Oggi la nuova figura del giurista informatico e dunque dell’avvocato ha necessità di munirsi di strumenti tecnologici che richiedono specifiche conoscenze e competenze.

La libera professione richiede una preparazione difficile da conseguire in maniera definitiva, in cui aumenta la flessibilità e l’attenzione costante all’aggiornamento e all’applicazione pratica. Infatti è ormai entrato a pieno regime il processo civile telematico (PTC) che ha iniziato ad operare, anche se tra dubbi e perplessità allo stato ancora non del tutto risolti.

La pronuncia della Suprema Corte riprende nella massima su riportata il tema classico della responsabilità dell’avvocato.

In ordine al riparto dell’onere probatorio, sarà il cliente, che assume di aver subito un danno, a dover fornire gli elementi di prova in ordine al fondamento dell’azione proposta: la difettosa o inadeguata prestazione professionale, l’esistenza del danno ed il rapporto di causalità tra la difettosa o inadeguata prestazione professionale ed il danno (cfr.
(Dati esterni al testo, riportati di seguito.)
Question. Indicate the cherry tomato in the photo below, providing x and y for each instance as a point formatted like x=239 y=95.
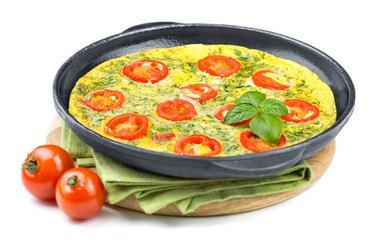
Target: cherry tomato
x=176 y=110
x=163 y=137
x=146 y=71
x=222 y=111
x=80 y=193
x=200 y=92
x=300 y=111
x=42 y=168
x=269 y=80
x=198 y=145
x=255 y=144
x=127 y=126
x=218 y=65
x=103 y=100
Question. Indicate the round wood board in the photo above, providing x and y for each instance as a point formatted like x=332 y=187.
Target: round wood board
x=319 y=164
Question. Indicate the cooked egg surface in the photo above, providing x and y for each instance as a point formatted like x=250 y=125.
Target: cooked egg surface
x=144 y=98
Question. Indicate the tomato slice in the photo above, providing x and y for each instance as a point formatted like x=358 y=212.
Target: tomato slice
x=218 y=65
x=270 y=80
x=255 y=144
x=222 y=111
x=300 y=111
x=200 y=92
x=146 y=71
x=198 y=145
x=127 y=126
x=176 y=110
x=163 y=137
x=103 y=100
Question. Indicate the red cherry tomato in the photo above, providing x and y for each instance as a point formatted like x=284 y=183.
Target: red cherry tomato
x=198 y=145
x=163 y=137
x=146 y=71
x=200 y=92
x=42 y=169
x=103 y=100
x=262 y=79
x=176 y=110
x=80 y=193
x=127 y=126
x=218 y=65
x=222 y=111
x=253 y=143
x=300 y=111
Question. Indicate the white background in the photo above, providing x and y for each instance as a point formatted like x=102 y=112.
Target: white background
x=37 y=37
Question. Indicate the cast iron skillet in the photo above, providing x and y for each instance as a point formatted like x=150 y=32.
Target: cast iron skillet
x=167 y=34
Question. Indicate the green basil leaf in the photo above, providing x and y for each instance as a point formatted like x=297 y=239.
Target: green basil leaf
x=240 y=113
x=273 y=106
x=252 y=97
x=268 y=127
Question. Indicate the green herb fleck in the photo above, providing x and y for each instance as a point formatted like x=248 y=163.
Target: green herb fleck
x=265 y=114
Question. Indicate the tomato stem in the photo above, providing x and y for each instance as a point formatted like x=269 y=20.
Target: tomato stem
x=30 y=166
x=72 y=181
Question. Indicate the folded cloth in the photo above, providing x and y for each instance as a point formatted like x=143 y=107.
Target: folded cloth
x=154 y=192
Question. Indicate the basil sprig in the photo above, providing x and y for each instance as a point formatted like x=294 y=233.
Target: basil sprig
x=265 y=114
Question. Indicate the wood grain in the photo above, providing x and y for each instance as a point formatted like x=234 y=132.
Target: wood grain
x=319 y=164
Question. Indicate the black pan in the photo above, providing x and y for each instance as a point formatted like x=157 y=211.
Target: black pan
x=166 y=34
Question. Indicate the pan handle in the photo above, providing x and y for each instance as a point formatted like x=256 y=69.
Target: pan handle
x=149 y=25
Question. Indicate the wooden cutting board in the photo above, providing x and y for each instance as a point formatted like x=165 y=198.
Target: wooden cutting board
x=319 y=164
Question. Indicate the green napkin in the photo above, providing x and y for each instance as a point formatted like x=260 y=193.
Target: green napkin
x=154 y=192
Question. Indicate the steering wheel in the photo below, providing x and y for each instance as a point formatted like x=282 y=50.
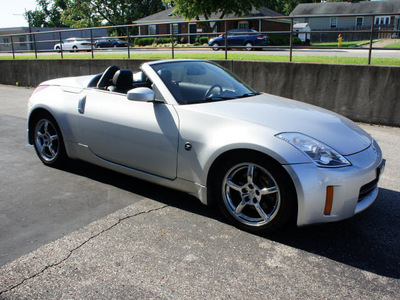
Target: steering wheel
x=105 y=78
x=209 y=91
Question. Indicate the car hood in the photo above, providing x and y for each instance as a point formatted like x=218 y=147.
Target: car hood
x=285 y=115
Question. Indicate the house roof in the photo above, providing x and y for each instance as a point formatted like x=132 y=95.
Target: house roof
x=344 y=8
x=166 y=15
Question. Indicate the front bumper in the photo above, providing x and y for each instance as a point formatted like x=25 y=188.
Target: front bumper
x=355 y=187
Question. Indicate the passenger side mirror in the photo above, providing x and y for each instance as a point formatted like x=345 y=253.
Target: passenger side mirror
x=141 y=94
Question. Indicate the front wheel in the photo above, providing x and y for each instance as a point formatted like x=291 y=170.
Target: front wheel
x=215 y=46
x=255 y=194
x=248 y=46
x=48 y=142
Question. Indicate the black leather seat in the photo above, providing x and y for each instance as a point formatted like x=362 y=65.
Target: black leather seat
x=122 y=81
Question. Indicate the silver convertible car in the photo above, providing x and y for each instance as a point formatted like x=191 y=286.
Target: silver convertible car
x=193 y=126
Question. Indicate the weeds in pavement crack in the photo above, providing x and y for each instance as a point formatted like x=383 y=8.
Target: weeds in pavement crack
x=76 y=248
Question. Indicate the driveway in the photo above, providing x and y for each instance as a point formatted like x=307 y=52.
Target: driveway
x=84 y=232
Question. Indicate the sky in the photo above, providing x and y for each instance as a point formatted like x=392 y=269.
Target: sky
x=11 y=12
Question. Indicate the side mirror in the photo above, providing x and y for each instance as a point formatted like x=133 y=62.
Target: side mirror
x=141 y=94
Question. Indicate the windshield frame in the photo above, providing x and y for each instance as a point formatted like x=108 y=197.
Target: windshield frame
x=181 y=89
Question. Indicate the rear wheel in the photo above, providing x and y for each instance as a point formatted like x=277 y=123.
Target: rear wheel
x=48 y=141
x=249 y=46
x=254 y=193
x=215 y=46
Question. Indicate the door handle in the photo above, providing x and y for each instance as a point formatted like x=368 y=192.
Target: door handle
x=81 y=105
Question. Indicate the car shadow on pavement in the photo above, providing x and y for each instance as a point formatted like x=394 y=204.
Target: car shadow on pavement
x=369 y=241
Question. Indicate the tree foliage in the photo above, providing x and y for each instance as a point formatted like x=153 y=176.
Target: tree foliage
x=47 y=14
x=90 y=13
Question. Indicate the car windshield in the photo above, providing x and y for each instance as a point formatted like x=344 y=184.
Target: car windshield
x=199 y=82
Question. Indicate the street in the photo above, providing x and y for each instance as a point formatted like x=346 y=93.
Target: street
x=86 y=232
x=342 y=52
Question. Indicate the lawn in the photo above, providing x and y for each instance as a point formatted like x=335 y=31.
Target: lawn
x=394 y=45
x=349 y=44
x=221 y=55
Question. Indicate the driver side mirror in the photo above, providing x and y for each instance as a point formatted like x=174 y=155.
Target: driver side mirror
x=141 y=94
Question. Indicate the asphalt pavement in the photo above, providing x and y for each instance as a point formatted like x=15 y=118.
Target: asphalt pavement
x=89 y=233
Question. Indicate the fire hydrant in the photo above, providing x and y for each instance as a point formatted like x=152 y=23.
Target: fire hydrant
x=340 y=40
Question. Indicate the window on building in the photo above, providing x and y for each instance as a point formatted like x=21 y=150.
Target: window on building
x=334 y=22
x=6 y=42
x=22 y=41
x=359 y=21
x=385 y=20
x=175 y=28
x=152 y=29
x=243 y=25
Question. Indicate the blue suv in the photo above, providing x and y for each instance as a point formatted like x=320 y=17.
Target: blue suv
x=246 y=38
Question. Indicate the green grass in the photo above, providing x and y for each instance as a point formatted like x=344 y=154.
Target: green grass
x=221 y=55
x=344 y=44
x=394 y=45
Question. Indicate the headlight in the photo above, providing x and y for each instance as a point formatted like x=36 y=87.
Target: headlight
x=321 y=154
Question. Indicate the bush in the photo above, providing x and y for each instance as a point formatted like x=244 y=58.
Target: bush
x=278 y=40
x=144 y=41
x=203 y=40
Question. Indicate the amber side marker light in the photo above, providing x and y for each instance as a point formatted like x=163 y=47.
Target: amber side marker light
x=329 y=200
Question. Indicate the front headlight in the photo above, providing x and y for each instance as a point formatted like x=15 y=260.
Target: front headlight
x=321 y=154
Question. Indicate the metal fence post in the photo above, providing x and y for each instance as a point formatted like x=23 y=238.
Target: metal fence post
x=172 y=40
x=371 y=40
x=128 y=38
x=291 y=39
x=34 y=44
x=91 y=42
x=61 y=46
x=12 y=46
x=226 y=41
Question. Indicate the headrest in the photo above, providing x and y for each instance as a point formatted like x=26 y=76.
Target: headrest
x=165 y=75
x=123 y=78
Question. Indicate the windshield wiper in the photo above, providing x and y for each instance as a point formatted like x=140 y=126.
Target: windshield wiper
x=217 y=98
x=248 y=95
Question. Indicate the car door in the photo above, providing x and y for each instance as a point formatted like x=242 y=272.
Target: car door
x=134 y=134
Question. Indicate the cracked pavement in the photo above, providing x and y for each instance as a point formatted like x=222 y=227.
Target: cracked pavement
x=114 y=237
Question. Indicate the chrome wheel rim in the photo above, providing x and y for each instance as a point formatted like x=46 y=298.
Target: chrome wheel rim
x=47 y=140
x=251 y=194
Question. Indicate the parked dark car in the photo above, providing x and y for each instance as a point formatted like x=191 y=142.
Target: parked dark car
x=247 y=38
x=109 y=43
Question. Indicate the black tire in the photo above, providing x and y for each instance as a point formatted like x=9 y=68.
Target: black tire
x=248 y=46
x=48 y=141
x=254 y=193
x=215 y=46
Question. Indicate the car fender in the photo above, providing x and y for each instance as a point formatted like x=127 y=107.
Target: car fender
x=204 y=138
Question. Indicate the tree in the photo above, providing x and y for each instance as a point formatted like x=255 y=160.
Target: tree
x=195 y=9
x=48 y=13
x=83 y=13
x=90 y=13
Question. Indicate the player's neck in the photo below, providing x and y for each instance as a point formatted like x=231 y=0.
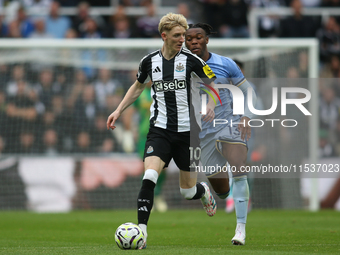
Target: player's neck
x=168 y=53
x=205 y=56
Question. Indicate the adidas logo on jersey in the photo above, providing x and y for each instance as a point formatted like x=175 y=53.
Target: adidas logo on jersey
x=156 y=70
x=143 y=208
x=169 y=85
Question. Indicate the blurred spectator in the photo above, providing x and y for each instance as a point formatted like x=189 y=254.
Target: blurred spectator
x=329 y=38
x=21 y=114
x=21 y=23
x=4 y=74
x=40 y=30
x=311 y=3
x=326 y=149
x=303 y=64
x=148 y=25
x=297 y=25
x=86 y=108
x=55 y=24
x=102 y=140
x=37 y=5
x=71 y=34
x=268 y=25
x=27 y=141
x=100 y=3
x=3 y=116
x=332 y=67
x=83 y=143
x=14 y=30
x=18 y=74
x=183 y=8
x=91 y=30
x=330 y=3
x=119 y=27
x=329 y=109
x=83 y=14
x=337 y=136
x=50 y=144
x=3 y=27
x=134 y=2
x=79 y=83
x=60 y=84
x=63 y=122
x=44 y=87
x=68 y=3
x=235 y=23
x=212 y=12
x=2 y=146
x=105 y=86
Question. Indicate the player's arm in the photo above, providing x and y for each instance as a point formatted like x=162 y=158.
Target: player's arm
x=131 y=95
x=210 y=115
x=244 y=128
x=203 y=71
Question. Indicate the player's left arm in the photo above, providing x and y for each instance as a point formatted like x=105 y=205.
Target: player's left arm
x=204 y=71
x=244 y=127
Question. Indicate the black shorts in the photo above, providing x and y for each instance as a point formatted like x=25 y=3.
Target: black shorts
x=167 y=144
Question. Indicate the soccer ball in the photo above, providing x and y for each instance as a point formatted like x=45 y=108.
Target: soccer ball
x=129 y=236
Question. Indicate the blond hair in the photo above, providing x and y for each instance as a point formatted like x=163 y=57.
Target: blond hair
x=170 y=21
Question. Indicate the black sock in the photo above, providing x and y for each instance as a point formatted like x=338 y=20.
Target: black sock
x=200 y=191
x=145 y=201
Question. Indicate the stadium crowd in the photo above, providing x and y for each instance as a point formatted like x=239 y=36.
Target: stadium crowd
x=62 y=109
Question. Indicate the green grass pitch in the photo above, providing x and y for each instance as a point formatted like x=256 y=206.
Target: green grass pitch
x=174 y=232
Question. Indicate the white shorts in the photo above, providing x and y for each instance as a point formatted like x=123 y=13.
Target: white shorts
x=211 y=146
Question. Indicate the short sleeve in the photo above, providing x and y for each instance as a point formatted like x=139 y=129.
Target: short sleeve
x=202 y=70
x=236 y=75
x=142 y=75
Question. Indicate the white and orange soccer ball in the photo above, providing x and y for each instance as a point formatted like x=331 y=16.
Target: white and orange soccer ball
x=129 y=236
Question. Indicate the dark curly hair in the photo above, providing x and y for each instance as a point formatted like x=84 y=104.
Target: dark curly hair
x=206 y=27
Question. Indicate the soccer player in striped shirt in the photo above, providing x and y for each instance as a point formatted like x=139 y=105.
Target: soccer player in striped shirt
x=224 y=143
x=172 y=115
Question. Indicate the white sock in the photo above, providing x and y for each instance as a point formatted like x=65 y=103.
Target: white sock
x=241 y=198
x=241 y=227
x=143 y=228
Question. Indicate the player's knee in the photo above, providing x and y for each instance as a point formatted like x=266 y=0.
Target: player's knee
x=151 y=175
x=188 y=193
x=223 y=195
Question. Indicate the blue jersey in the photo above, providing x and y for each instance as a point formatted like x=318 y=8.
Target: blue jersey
x=227 y=72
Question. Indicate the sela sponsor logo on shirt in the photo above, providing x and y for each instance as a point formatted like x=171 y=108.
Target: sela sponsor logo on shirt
x=208 y=72
x=180 y=67
x=164 y=86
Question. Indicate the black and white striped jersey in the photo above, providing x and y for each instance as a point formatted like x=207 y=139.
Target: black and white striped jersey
x=171 y=87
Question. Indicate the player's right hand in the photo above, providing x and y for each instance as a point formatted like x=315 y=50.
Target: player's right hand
x=112 y=119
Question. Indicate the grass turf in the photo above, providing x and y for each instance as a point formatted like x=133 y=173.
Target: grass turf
x=174 y=232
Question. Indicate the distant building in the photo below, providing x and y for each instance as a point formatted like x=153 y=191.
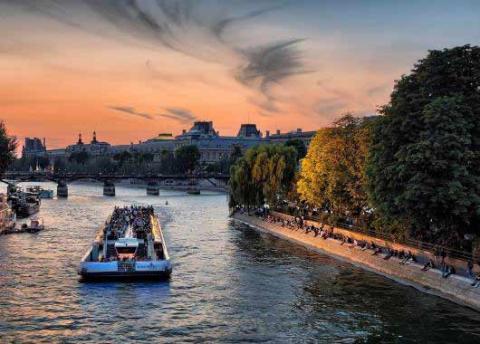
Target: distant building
x=94 y=148
x=212 y=146
x=278 y=137
x=34 y=147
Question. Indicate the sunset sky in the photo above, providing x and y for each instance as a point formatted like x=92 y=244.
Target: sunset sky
x=132 y=69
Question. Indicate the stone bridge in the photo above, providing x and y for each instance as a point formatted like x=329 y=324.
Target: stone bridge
x=195 y=182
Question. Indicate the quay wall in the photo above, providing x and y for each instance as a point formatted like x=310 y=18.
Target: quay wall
x=422 y=255
x=455 y=288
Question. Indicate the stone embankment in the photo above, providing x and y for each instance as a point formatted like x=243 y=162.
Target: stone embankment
x=456 y=287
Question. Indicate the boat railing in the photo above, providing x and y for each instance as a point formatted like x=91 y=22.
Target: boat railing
x=157 y=228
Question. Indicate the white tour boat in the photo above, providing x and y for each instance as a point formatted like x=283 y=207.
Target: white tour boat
x=129 y=246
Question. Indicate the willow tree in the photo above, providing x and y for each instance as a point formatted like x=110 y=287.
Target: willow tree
x=332 y=175
x=264 y=174
x=424 y=166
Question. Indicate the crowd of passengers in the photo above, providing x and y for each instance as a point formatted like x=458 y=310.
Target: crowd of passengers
x=326 y=231
x=138 y=217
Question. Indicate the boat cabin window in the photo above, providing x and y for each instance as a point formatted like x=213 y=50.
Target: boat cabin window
x=126 y=250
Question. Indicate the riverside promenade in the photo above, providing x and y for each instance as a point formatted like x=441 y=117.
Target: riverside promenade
x=456 y=288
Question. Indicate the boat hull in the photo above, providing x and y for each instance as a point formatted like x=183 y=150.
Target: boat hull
x=24 y=211
x=144 y=270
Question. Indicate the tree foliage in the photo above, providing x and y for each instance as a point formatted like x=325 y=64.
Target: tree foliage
x=424 y=165
x=332 y=175
x=264 y=174
x=8 y=145
x=299 y=147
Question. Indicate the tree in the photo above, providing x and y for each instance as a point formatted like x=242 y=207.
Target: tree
x=424 y=165
x=332 y=175
x=187 y=158
x=265 y=173
x=8 y=146
x=299 y=147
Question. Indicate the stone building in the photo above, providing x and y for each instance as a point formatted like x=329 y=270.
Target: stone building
x=212 y=146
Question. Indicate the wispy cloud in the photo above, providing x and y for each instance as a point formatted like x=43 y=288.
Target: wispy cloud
x=131 y=111
x=204 y=30
x=179 y=114
x=268 y=65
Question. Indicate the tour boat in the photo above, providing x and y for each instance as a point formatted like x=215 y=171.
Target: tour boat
x=36 y=225
x=42 y=193
x=24 y=204
x=129 y=246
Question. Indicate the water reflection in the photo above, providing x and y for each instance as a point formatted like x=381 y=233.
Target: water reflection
x=229 y=284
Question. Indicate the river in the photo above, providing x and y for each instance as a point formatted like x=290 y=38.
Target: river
x=229 y=284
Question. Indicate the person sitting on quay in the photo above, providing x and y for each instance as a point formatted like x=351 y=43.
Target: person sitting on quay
x=429 y=265
x=449 y=270
x=389 y=254
x=470 y=273
x=407 y=257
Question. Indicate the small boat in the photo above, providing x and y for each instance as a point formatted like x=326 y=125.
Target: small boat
x=42 y=193
x=7 y=216
x=24 y=204
x=129 y=246
x=36 y=225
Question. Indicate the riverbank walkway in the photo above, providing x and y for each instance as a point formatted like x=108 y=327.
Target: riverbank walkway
x=407 y=267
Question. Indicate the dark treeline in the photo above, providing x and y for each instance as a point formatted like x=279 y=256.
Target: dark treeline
x=413 y=171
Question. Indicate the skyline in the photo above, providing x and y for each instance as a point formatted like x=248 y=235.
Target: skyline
x=132 y=70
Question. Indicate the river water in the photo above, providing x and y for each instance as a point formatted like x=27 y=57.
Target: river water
x=230 y=284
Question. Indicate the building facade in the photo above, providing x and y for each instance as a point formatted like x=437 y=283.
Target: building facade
x=212 y=146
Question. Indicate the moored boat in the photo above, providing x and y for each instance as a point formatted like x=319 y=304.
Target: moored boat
x=7 y=216
x=129 y=246
x=24 y=204
x=42 y=193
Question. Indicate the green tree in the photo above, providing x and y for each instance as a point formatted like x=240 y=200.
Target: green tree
x=299 y=146
x=332 y=176
x=265 y=173
x=187 y=158
x=8 y=146
x=424 y=166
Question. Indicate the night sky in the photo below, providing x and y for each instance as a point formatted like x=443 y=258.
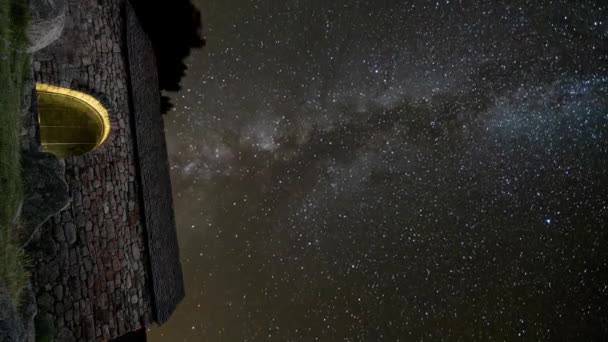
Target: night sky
x=393 y=171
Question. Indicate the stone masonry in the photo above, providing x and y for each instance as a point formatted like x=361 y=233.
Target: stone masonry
x=90 y=262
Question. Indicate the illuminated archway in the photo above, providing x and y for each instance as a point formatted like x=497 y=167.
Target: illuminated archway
x=71 y=123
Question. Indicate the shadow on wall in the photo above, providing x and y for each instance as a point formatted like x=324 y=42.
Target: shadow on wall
x=174 y=27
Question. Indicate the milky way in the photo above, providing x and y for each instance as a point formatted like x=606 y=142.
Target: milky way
x=395 y=171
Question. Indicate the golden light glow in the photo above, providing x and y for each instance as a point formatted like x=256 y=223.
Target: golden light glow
x=87 y=100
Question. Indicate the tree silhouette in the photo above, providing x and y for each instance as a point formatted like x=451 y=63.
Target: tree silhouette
x=174 y=27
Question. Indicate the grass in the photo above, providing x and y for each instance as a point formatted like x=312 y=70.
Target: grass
x=14 y=63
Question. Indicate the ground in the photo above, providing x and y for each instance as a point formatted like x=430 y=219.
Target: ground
x=13 y=67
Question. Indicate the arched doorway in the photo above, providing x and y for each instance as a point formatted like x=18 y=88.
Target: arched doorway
x=72 y=123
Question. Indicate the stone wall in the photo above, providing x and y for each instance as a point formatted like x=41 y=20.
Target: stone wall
x=90 y=260
x=165 y=268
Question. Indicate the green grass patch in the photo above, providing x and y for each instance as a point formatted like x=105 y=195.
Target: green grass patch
x=14 y=63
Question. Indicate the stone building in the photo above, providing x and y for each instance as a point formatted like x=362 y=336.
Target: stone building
x=108 y=263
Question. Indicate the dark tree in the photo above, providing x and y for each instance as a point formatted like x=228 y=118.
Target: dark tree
x=174 y=27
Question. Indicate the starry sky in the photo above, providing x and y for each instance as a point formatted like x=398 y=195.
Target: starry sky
x=393 y=171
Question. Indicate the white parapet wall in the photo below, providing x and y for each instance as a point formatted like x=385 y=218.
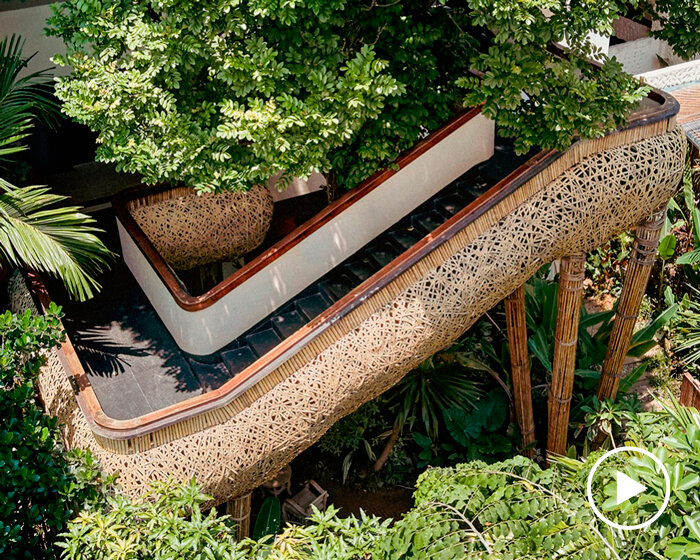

Cass. n. 16846/05, Cass. n. 12354/09); di contro il professionista dovrà dimostrare di avere eseguito e utilizzato gli strumenti a propria disposizione con perizia e diligenza, quella che nel caso di specie sembra essere mancata. Di particolare rilievo a tale proposito – come anche la sentenza segnala – è la gestione della PEC personale, divenuta strumento obbligatorio, tanto che va indicata nel primo atto introduttivo del processo e di cui l’avvocato deve munirsi, non appena consegue l’abilitazione.

Due i presupposti fondamentali su cui si basa la pronuncia della Suprema Corte dunque: da un lato la conseguita abilitazione dell’avvocato con la comunicazione del proprio indirizzo PEC al Ministero della Giustizia, attraverso il Consiglio dell’Ordine di appartenenza.

Dall’altro la assunzione a partire da quel momento di responsabilità in capo al legale, sulla gestione della PEC, dell’uso o non uso dello strumento ed anche di qualsiasi forma di anomalia non segnalata ai servizi telematici per l’Avvocatura (ad es. lextel) che dovesse accompagnare la lettura, consegna e accettazione o apertura dei messaggi.